Editor's Column: The real thing in cranberry juice
July 3, 2008 · Updated 11:55 PM
I would like to thank Ocean Spray for the large box that arrived at my office Friday. It was quite exciting to dig through the packing peanuts and uncover a bottle of Pure Cranberry, Ocean Sprays 100 percent unsweetened cranberry juice. Sent all the way from Kingston, Maine, no doubt as proof positive that I was wrong in a recent column when I suggested all cranberry juice on the grocery shelves was phony a concoction of corn syrup and other juices with a squeeze of cranberry juice, maxing out at just 27 percent of the real thing.

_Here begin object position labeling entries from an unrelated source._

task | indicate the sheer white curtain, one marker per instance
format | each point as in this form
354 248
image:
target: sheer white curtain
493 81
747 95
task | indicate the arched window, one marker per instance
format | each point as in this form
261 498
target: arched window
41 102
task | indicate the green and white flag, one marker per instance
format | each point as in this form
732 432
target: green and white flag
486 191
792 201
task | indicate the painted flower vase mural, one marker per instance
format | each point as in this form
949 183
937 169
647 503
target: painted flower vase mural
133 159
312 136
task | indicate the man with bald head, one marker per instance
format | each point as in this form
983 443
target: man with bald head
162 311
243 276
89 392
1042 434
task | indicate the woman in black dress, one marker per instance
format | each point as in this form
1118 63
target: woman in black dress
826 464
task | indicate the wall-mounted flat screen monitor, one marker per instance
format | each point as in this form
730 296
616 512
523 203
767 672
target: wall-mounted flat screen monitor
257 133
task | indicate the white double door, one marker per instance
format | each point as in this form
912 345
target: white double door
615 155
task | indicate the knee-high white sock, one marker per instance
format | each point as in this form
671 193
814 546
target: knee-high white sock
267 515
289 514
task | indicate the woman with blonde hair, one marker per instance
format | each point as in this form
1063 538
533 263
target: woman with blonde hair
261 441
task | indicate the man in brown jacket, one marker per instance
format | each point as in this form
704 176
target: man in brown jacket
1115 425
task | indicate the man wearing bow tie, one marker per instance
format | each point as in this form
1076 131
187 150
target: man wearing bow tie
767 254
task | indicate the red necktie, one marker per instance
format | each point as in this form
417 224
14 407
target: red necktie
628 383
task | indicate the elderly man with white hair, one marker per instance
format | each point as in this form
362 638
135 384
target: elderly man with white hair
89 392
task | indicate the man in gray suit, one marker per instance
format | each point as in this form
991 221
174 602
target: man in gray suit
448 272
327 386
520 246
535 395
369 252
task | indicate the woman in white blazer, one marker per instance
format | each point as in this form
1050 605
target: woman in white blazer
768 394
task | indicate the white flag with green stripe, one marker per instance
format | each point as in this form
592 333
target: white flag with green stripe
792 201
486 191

Now, thanks to Ocean Spray, I have a 32 ounce bottle of the real thing to bring home to my wife, who had sent me on a futile journey to fetch her some real cranberry juice. She needed it for medicinal purposes, though I was wise enough not to ask exactly what was wrong.
Naturally I had to try Pure Cranberry before bringing it home, and I was totally satisfied that its a medicinal product. It tastes 100 percent sour and gritty, just the kind of thing Mom would stock for emergency medical uses. We didnt have Pure Cranberry when I was a kid, but we had Castor Oil and Cod Liver Oil, both of which were used as deterrents to illness.
Any claim of an upset stomach or fever would call for a dose of one or the other, so we hardly ever missed school. We could make the supply of Castor Oil disappear in the spring by oiling our baseball mitts with it. It made the leather soft and supple, same as our stomach lining. The Cod Liver Oil was tried once as a mitt lubricant, but the smell was so bad we found ourself warming one end of the bench, exiled from the other players. Even after years of use, that old mitt never lost its faint smell of processed fish guts. I like to think its being used today by a Tampa Bay Devil Ray or Florida Marlin.
Initially I thought Ocean Sprays asking price or $5.99 a quart for Pure Cranberry was a bit high, but that was before I recognized its medicinal qualities. The jar, in fact, boasts of this use, saying its backed by the National Kidney Foundation, which is a partner with Ocean Spray in promoting urinary tract health. That was my first hint of what women use this stuff for, and I suspect that Cod Liver Oil would probably work as well. I dont know what Cod Liver Oil costs, or even if they still make it considering the worldwide decline in cod populations (its hard to live without a liver), but $5.99 a quart for any medicine is cheap. Compare that to $4 for four ounces of kids cough syrup that doesnt even work and Ocean Spray is a good deal.
If I was a mom in the 21st Century, Id keep a quart of Ocean Spray Pure Cranberry in the medicine cabinet at all times. Threaten to give any kid pretending to be sick a hefty dose of it, and school absenteeism will plummet. But dont be surprised if your kids mitt turns deep red in color.